House Budget Committee Chairman John Spratt, the dean of the S.C. delegation with a quarter-century in Congress, will try to enforce his pledge that any new health-care program not increase the federal deficit.

Making good on that pledge could entail cutting other programs or raising taxes, though the York County Democrat believes that current deficits will decrease as temporary financial-rescue programs end and the economy improves.

Meanwhile, a Senate version passed in the health committee this summer along party lines, with N.C. Sens. Kay Hagan, a Democrat, and Richard Burr, a Republican, splitting their votes.

The Senate bill now rests in the finance committee, where – until recently – negotiators from both sides of the aisle had been working out details.

Republican Sen. Lindsey Graham of South Carolina has joined 14 other senators, split roughly between the two parties, to back new federal mandates.
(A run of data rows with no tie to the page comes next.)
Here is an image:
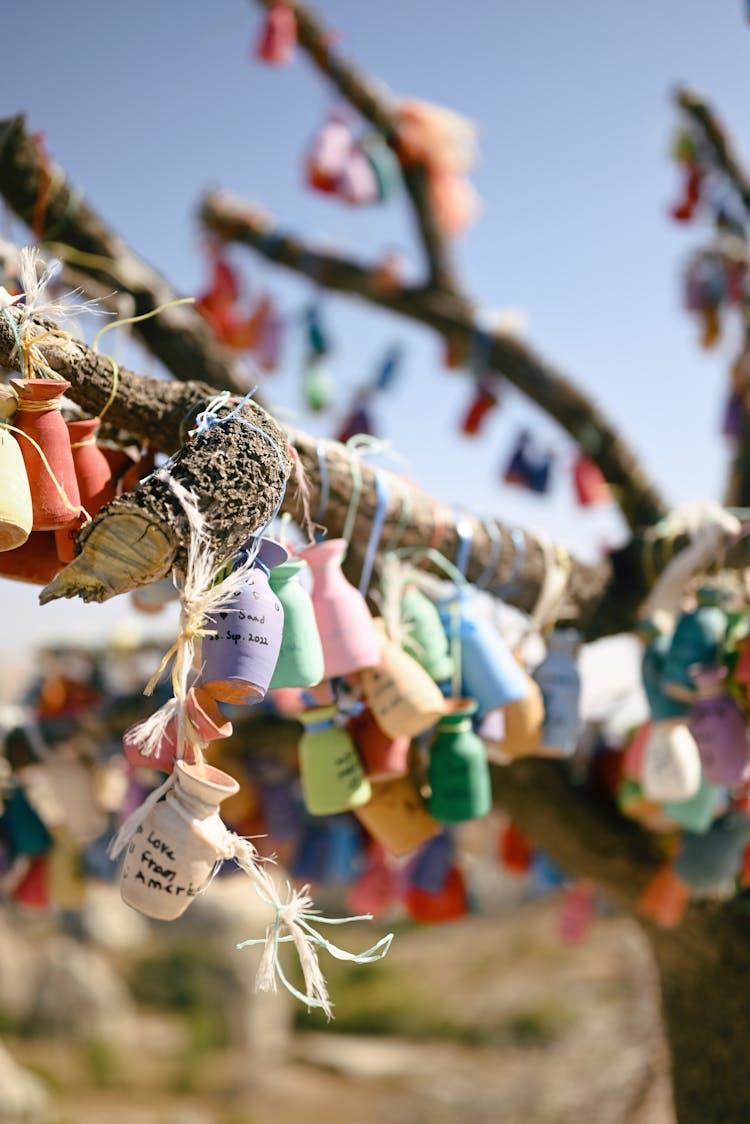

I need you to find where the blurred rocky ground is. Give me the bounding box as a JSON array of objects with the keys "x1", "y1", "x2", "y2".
[{"x1": 0, "y1": 878, "x2": 674, "y2": 1124}]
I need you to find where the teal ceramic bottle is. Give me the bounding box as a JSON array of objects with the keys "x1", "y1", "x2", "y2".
[
  {"x1": 427, "y1": 699, "x2": 493, "y2": 824},
  {"x1": 269, "y1": 559, "x2": 325, "y2": 688}
]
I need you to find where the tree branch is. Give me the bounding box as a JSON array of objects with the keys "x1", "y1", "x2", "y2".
[
  {"x1": 0, "y1": 308, "x2": 750, "y2": 641},
  {"x1": 0, "y1": 308, "x2": 292, "y2": 604},
  {"x1": 0, "y1": 117, "x2": 247, "y2": 393},
  {"x1": 256, "y1": 0, "x2": 457, "y2": 292},
  {"x1": 200, "y1": 192, "x2": 667, "y2": 531}
]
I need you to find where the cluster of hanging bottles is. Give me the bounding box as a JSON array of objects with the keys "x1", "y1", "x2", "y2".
[
  {"x1": 106, "y1": 538, "x2": 580, "y2": 919},
  {"x1": 0, "y1": 378, "x2": 150, "y2": 584}
]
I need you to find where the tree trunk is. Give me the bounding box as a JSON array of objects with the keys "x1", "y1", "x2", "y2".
[{"x1": 650, "y1": 897, "x2": 750, "y2": 1124}]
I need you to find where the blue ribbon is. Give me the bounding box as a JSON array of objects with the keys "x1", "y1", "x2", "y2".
[
  {"x1": 455, "y1": 511, "x2": 472, "y2": 578},
  {"x1": 236, "y1": 887, "x2": 394, "y2": 1015},
  {"x1": 475, "y1": 519, "x2": 503, "y2": 589},
  {"x1": 360, "y1": 472, "x2": 390, "y2": 597}
]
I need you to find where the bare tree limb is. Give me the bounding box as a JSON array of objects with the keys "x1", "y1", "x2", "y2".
[
  {"x1": 675, "y1": 87, "x2": 750, "y2": 507},
  {"x1": 250, "y1": 0, "x2": 457, "y2": 292},
  {"x1": 200, "y1": 192, "x2": 667, "y2": 531},
  {"x1": 0, "y1": 117, "x2": 247, "y2": 392},
  {"x1": 5, "y1": 309, "x2": 749, "y2": 640}
]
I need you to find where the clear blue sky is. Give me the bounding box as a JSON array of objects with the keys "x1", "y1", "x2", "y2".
[{"x1": 0, "y1": 0, "x2": 750, "y2": 644}]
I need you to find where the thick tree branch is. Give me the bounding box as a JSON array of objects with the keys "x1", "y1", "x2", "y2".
[
  {"x1": 256, "y1": 0, "x2": 457, "y2": 292},
  {"x1": 675, "y1": 87, "x2": 750, "y2": 507},
  {"x1": 0, "y1": 309, "x2": 748, "y2": 640},
  {"x1": 201, "y1": 192, "x2": 667, "y2": 531},
  {"x1": 0, "y1": 117, "x2": 246, "y2": 391}
]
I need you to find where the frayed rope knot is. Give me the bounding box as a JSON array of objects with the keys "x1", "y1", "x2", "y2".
[{"x1": 237, "y1": 872, "x2": 394, "y2": 1018}]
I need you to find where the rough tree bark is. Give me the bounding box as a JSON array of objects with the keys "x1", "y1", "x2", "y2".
[{"x1": 0, "y1": 116, "x2": 247, "y2": 392}]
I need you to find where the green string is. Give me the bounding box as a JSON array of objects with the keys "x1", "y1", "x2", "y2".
[
  {"x1": 2, "y1": 308, "x2": 26, "y2": 379},
  {"x1": 342, "y1": 454, "x2": 362, "y2": 546}
]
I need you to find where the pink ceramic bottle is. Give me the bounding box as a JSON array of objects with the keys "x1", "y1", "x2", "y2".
[
  {"x1": 200, "y1": 538, "x2": 288, "y2": 704},
  {"x1": 10, "y1": 379, "x2": 81, "y2": 531},
  {"x1": 689, "y1": 667, "x2": 748, "y2": 785},
  {"x1": 300, "y1": 538, "x2": 381, "y2": 679}
]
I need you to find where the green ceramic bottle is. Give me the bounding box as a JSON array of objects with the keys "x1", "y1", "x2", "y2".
[
  {"x1": 427, "y1": 699, "x2": 493, "y2": 824},
  {"x1": 269, "y1": 559, "x2": 324, "y2": 688}
]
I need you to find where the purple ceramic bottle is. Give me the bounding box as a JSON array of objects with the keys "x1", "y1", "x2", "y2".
[{"x1": 200, "y1": 538, "x2": 289, "y2": 704}]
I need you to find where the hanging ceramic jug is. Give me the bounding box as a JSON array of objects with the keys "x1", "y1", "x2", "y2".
[
  {"x1": 0, "y1": 531, "x2": 61, "y2": 586},
  {"x1": 404, "y1": 867, "x2": 469, "y2": 924},
  {"x1": 269, "y1": 559, "x2": 325, "y2": 688},
  {"x1": 255, "y1": 0, "x2": 297, "y2": 66},
  {"x1": 437, "y1": 586, "x2": 527, "y2": 715},
  {"x1": 499, "y1": 665, "x2": 544, "y2": 758},
  {"x1": 299, "y1": 706, "x2": 372, "y2": 816},
  {"x1": 300, "y1": 538, "x2": 380, "y2": 679},
  {"x1": 534, "y1": 628, "x2": 580, "y2": 758},
  {"x1": 689, "y1": 668, "x2": 748, "y2": 786},
  {"x1": 636, "y1": 619, "x2": 690, "y2": 722},
  {"x1": 661, "y1": 586, "x2": 726, "y2": 704},
  {"x1": 120, "y1": 761, "x2": 240, "y2": 921},
  {"x1": 336, "y1": 144, "x2": 380, "y2": 207},
  {"x1": 347, "y1": 707, "x2": 412, "y2": 780},
  {"x1": 359, "y1": 619, "x2": 445, "y2": 738},
  {"x1": 200, "y1": 538, "x2": 288, "y2": 704},
  {"x1": 67, "y1": 417, "x2": 116, "y2": 516},
  {"x1": 427, "y1": 699, "x2": 493, "y2": 824},
  {"x1": 306, "y1": 114, "x2": 355, "y2": 194},
  {"x1": 0, "y1": 425, "x2": 34, "y2": 551},
  {"x1": 10, "y1": 379, "x2": 81, "y2": 531},
  {"x1": 675, "y1": 812, "x2": 750, "y2": 896},
  {"x1": 130, "y1": 578, "x2": 180, "y2": 614},
  {"x1": 123, "y1": 687, "x2": 232, "y2": 772},
  {"x1": 355, "y1": 776, "x2": 442, "y2": 855},
  {"x1": 408, "y1": 827, "x2": 455, "y2": 894},
  {"x1": 640, "y1": 718, "x2": 701, "y2": 801},
  {"x1": 665, "y1": 777, "x2": 724, "y2": 835},
  {"x1": 401, "y1": 584, "x2": 453, "y2": 683}
]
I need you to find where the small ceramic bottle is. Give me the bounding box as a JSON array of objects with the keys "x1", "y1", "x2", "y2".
[
  {"x1": 120, "y1": 761, "x2": 240, "y2": 921},
  {"x1": 689, "y1": 668, "x2": 748, "y2": 785},
  {"x1": 437, "y1": 586, "x2": 528, "y2": 715},
  {"x1": 359, "y1": 619, "x2": 445, "y2": 738},
  {"x1": 299, "y1": 706, "x2": 372, "y2": 816},
  {"x1": 200, "y1": 538, "x2": 288, "y2": 704}
]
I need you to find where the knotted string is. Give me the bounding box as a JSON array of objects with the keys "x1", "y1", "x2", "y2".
[
  {"x1": 395, "y1": 546, "x2": 469, "y2": 698},
  {"x1": 234, "y1": 836, "x2": 394, "y2": 1018},
  {"x1": 0, "y1": 422, "x2": 91, "y2": 523},
  {"x1": 455, "y1": 511, "x2": 473, "y2": 577}
]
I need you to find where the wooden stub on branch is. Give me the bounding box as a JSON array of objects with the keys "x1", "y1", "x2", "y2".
[{"x1": 39, "y1": 402, "x2": 291, "y2": 605}]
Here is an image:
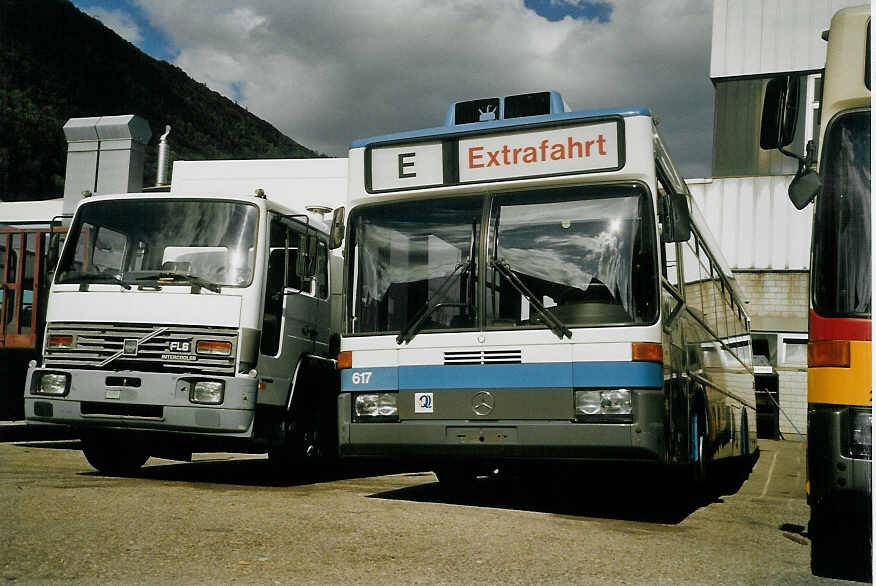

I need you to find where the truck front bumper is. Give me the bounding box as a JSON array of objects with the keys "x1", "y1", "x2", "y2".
[{"x1": 24, "y1": 368, "x2": 258, "y2": 438}]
Instead of creating a government plan, the plan would require private insurance companies to cover pre-existing conditions, ban them from denying coverage of catastrophic illness and enable people to maintain coverage if they lose their jobs.

Fellow Republican Sen. Jim DeMint of South Carolina has helped rally national opposition to “Obamacare,” urging conservative activists to use health care to defeat the president politically and “make it his Waterloo.”

N.C. delegates reflect debate

North Carolina's delegation mirrors much of the debate in Washington.

At one end are conservatives such as McHenry, who called any public option an “enormous government takeover” of health care. Burr, a free-market advocate, wants to give Americans tax credits to buy their own coverage in the private sector.

At the other end of the spectrum sit liberals such as Democratic U.S. Rep. Mel Watt of Charlotte, who signed a letter before the recess saying the negotiated House bill was “unacceptable” because its public option wouldn't lower costs for working-class families.

U.S. Rep. Brad Miller, a Raleigh Democrat, said he won't vote for any plan that doesn't rein in insurance companies – the opposite approach to what conservatives are pushing.

In the middle are moderates such as Hagan, who voted for a public option backup plan in a Senate health committee but said she won't sign off on the larger overhaul bill until she knows how it would be paid for.

Voters are split

Voters' opinions vary as well.

A national McClatchy/Ipsos poll conducted last week found 45 percent of respondents opposed the health-overhaul plans now being discussed, with 40 percent in support.

The poll also found division around support for a public option, with 49 percent of respondents saying a public insurance option would be needed to ensure quality access to health care for all Americans. Forty-six percent disagreed.

The poll had a margin of sampling error of plus or minus 3 percentage points.

Republican Rep. Sue Myrick of Charlotte said Obama can bring more House members on board if he starts small. That could include allowing patients to buy health insurance across state lines and prohibiting companies from excluding people based on pre-existing conditions.

“There are 10 to 12 things we can pretty much agree on. Why not tackle those?” Myrick asked. “There are 7 to 8 million people who truly, truly do need help, and even giving subsidies to help them would do a lot to help them.”

In the Senate, Parliamentary rules would allow Senate Majority Leader Harry Reid to tack much of the overhaul program onto a budget bill in mid-October. They would need just 51 votes to pass such a measure, and Democrats now control 59 seats.

But Democrats might not want to pass a major overhaul using such a partisan maneuver.

If legislation passes in each chamber, the real negotiations then come in a conference committee. There, Senate and House negotiators go behind closed doors to merge the two bills into one. They might not emerge with a final product until close to the end of the year. And that measure would again have to go through the House and Senate.

Still, Hagan said health legislation can be done this year.

“What I feel is before the end of the year, we will have health care reform,” she said. “I can't tell you everything that's going to be in it until I see what we do when we get back from recess. But we will have health care reform.”